You're absolutely right to take the warnings seriously. They may not matter for a relatively trivial design, but understanding and eliminating them now will definitely get you into good habits which will be more important as your projects grow in complexity.
Don't use multiple clock domains unless you need to. In this case, using clk_50 as your one and only clock is absolutely the right thing to do.
If you have multiple clocks, then you need to be very sure you understand the timing relationship between them. It's not unusual for the synthesis tool to have to include a lot of routing delay (== wasted logic space) just to ensure that the actual behaviour of the circuit is in accordance with your VHDL source. For example, suppose you have logic along the lines of:
- on clock A, read some inputs, and assign a new value to signal B. Also, under some conditions, generate a rising edge on clock C.

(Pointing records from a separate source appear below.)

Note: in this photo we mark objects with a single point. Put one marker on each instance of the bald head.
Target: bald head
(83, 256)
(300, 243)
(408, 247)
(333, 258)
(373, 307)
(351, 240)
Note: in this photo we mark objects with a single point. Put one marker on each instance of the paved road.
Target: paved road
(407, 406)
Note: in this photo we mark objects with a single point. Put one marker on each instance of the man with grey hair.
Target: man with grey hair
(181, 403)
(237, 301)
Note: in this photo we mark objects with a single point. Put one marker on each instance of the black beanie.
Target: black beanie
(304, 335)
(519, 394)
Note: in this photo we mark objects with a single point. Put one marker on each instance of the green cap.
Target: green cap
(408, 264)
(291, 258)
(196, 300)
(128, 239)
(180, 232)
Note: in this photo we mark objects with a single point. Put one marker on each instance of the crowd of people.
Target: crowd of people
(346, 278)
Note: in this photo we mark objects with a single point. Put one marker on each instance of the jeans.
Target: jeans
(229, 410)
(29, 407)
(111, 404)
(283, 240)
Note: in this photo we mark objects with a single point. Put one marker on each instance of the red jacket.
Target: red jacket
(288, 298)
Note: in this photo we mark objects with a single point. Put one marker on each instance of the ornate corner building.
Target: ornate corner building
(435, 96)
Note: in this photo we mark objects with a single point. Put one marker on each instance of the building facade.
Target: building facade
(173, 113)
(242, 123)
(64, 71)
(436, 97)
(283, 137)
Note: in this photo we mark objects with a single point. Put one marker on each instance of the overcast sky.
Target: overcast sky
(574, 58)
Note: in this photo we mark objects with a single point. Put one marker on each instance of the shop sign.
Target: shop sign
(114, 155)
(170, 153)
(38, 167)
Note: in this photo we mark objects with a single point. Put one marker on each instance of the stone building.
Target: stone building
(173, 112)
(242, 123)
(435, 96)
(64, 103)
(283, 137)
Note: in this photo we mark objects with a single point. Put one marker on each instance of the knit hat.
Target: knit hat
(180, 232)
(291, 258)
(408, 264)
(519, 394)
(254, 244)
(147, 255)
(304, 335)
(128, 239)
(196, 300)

- on clock C, read the value of signal B and generate output D
This is a problem, because things have to happen in a strict order:
- B and C depend on A
- D depends on the new, updated value of B
There's a problem if calculating the new value of signal B takes longer than calculating the new value of C. Signal (clock) C must be delayed for at least as long as it takes for the new value B to become valid, so that D is generated correctly. This means sending it up, down and across the chip just to waste time.
It's much better, therefore, to have everything depend on one clock, even if the logic is more complex.
The right thing to do in this case, is to retain the previous state of 'bothbut', and (in the clk_50 domain) to check whether the current value is '1' and the previous, stored value was '0'.